U.S. Department of Labor to recognize Telecommunications Technician job category

July 25, 2023
The new category, which separates communications workers from electrical line workers, comes after more than 20 years of collaboration between the U.S. government and the Fiber Optic Association.

In its July 2023 newsletter, the Fiber Optic Association announced it got confirmation from the United States Department of Labor’s Bureau of Labor Statistics (BLS) that beginning in September, the government entity will recognize Telecommunications Technician as a job category. For decades, communications workers including fiber-optic installers and technicians have been grouped with electrical line workers in BLS statistics.

“Going forward, we should be able to point people to the BLS website to explain what jobs are like in fiber and wireless, and soon have better jobs data from the Department of Labor,” the FOA said. “Having a unique job category will also help organizations like the workforce and broadband agencies in each state to define training programs when applying for broadband grants.”

The FOA further explained this path to BLS recognition of telecommunications technicians has been a long one, including correspondence over more than two decades. The FOA recalled that path as follows.

“When we began, the BLS had fiber-optic technicians in a category with ‘lineman,’ a term from a century ago that referred to installers of aerial electrical transmission and distribution cables. When telephone technicians were added, they went into that category since most cables were installed up in the air on poles too. Fiber installers just followed the copper telephone techs since fiber was replacing copper wires.

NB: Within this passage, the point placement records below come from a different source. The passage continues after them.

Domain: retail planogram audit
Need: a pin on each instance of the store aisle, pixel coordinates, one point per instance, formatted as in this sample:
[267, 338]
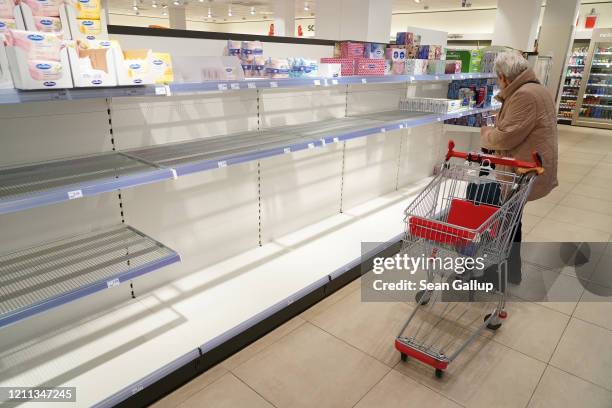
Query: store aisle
[340, 352]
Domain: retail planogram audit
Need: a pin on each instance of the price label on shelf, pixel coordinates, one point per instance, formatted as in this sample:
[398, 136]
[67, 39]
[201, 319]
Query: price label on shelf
[113, 283]
[160, 90]
[75, 194]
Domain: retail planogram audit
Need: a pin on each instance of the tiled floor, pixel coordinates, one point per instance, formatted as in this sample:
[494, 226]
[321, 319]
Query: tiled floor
[556, 354]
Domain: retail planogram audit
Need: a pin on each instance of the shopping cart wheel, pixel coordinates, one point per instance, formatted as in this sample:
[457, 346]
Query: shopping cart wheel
[419, 295]
[491, 326]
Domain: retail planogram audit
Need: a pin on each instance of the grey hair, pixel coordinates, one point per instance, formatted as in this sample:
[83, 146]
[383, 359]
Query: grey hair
[510, 64]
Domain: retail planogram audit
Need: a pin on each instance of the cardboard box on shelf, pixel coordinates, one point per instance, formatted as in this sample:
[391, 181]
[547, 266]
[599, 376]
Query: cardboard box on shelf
[86, 19]
[37, 60]
[92, 63]
[133, 67]
[367, 66]
[347, 64]
[47, 17]
[161, 67]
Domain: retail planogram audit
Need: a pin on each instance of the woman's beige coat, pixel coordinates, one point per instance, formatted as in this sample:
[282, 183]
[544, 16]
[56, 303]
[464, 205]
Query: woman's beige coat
[526, 123]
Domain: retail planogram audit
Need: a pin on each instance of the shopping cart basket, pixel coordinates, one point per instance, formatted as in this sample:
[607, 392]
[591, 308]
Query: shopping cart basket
[467, 210]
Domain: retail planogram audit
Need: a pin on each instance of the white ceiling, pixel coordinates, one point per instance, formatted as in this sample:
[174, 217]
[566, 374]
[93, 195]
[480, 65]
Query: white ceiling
[264, 9]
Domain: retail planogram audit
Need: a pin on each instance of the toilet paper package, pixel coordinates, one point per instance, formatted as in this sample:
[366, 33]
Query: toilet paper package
[161, 68]
[416, 67]
[37, 60]
[92, 63]
[374, 51]
[436, 67]
[347, 64]
[368, 66]
[404, 38]
[86, 19]
[233, 48]
[452, 67]
[398, 67]
[133, 67]
[423, 52]
[7, 23]
[88, 9]
[349, 49]
[277, 68]
[396, 54]
[45, 16]
[388, 66]
[330, 70]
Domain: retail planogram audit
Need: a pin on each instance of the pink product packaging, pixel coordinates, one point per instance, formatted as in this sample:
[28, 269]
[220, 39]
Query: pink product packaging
[453, 67]
[6, 23]
[45, 70]
[398, 67]
[369, 66]
[7, 9]
[47, 8]
[48, 24]
[37, 45]
[347, 64]
[352, 50]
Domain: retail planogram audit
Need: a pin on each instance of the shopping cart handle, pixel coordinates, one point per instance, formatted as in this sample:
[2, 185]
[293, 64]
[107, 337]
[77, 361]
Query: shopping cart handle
[492, 159]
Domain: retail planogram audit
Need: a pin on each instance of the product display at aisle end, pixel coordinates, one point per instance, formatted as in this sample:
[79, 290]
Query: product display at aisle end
[571, 84]
[596, 104]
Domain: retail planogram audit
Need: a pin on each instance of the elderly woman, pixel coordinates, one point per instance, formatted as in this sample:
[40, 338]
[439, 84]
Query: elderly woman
[526, 123]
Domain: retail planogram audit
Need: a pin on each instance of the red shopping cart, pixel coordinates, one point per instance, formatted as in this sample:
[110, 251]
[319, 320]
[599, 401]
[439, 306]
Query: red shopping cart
[467, 210]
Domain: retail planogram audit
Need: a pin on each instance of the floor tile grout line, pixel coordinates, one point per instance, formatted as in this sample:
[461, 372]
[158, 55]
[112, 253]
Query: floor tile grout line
[200, 389]
[264, 348]
[548, 363]
[349, 344]
[577, 376]
[591, 323]
[251, 388]
[374, 385]
[418, 381]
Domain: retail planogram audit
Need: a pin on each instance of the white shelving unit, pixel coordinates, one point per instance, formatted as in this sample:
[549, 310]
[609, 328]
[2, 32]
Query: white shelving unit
[242, 181]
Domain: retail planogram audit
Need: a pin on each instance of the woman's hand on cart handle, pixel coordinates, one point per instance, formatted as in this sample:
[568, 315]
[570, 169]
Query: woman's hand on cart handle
[492, 159]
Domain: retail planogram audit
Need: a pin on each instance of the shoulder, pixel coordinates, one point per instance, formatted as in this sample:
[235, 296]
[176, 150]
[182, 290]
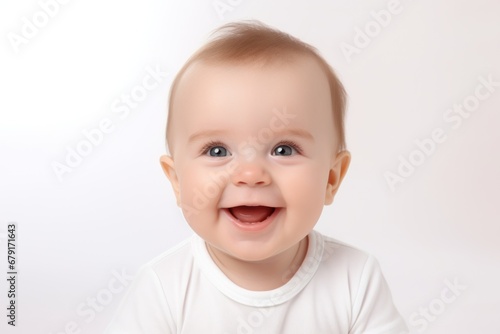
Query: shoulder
[346, 266]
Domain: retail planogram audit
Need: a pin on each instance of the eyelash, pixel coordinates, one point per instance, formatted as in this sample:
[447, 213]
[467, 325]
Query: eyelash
[292, 144]
[209, 145]
[204, 150]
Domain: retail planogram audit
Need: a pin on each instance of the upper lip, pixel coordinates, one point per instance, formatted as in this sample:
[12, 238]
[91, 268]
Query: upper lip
[249, 204]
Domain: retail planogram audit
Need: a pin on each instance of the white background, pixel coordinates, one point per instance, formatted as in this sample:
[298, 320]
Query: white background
[115, 210]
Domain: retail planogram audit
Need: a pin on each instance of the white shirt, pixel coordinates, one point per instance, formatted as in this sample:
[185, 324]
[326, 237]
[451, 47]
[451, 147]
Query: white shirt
[337, 289]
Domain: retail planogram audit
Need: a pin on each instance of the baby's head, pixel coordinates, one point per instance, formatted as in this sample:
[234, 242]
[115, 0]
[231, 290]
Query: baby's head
[256, 141]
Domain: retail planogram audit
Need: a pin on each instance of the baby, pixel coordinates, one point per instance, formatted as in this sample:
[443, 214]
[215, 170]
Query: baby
[256, 147]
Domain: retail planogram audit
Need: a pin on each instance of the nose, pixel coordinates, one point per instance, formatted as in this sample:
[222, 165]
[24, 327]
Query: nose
[251, 174]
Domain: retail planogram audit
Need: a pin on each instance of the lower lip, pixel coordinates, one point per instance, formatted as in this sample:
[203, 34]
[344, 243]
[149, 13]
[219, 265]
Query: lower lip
[253, 227]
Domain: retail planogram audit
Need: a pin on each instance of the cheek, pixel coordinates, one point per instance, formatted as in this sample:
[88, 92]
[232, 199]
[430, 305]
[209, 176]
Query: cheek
[305, 188]
[198, 189]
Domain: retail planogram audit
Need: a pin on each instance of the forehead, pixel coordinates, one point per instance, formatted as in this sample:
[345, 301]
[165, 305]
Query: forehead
[296, 81]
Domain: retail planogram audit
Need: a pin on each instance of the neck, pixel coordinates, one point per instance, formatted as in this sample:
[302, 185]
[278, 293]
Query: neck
[262, 275]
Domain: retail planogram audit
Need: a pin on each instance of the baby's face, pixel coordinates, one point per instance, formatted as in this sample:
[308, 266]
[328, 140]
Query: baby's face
[254, 154]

“Around 2000, BLS contacted FOA to help define the job of a fiber-optic tech and we began what became a long-term project to define the jobs. From the beginning, we worked to help identify the differences between fiber techs and electrical linemen—something we knew well because of our close relationship with the IBEW, NECA, and their electrical apprenticeship training programs, JATCs. But the combination of these two groups made getting good statistical data on the different jobs difficult. “Over this long time period, FOA has had many conversations with BLS personnel and helped to refine the job descriptions, but always quietly emphasizing the need to separate them. Finally this year, we had a new [BLS] analyst contact us and we had new ammunition—the IIJA/BEAD programs—which was already on their minds. Everybody has been talking about the shortage of fiber techs needed to build out the broadband networks that are being funded, so the importance of this job category was finally being recognized.

“FOA submitted proposed revisions to the BLS job definition and had several long phone conversations. We explained that fiber techs were involved in several different parts of a project—designing, installing, and operating the network. We explained the dependence of wireless on fiber and their dominance in modern communications. In these calls, the conclusion was that a new category would be for communications workers, so we invited the Communications Workers of America to participate. Together we worked out the details for a new category of Telecommunications Technicians that would include fiber-optic and wireless techs working in a broad spectrum of jobs in communications.”

In June, the FOA’s contact at the BLS informed the association that the title Telecommunications Technician had been approved, and the new profile will be released with updated employment projections data on September 6. “FOA is proud to have been able to get these changes made. It will make a real difference,” the association concluded.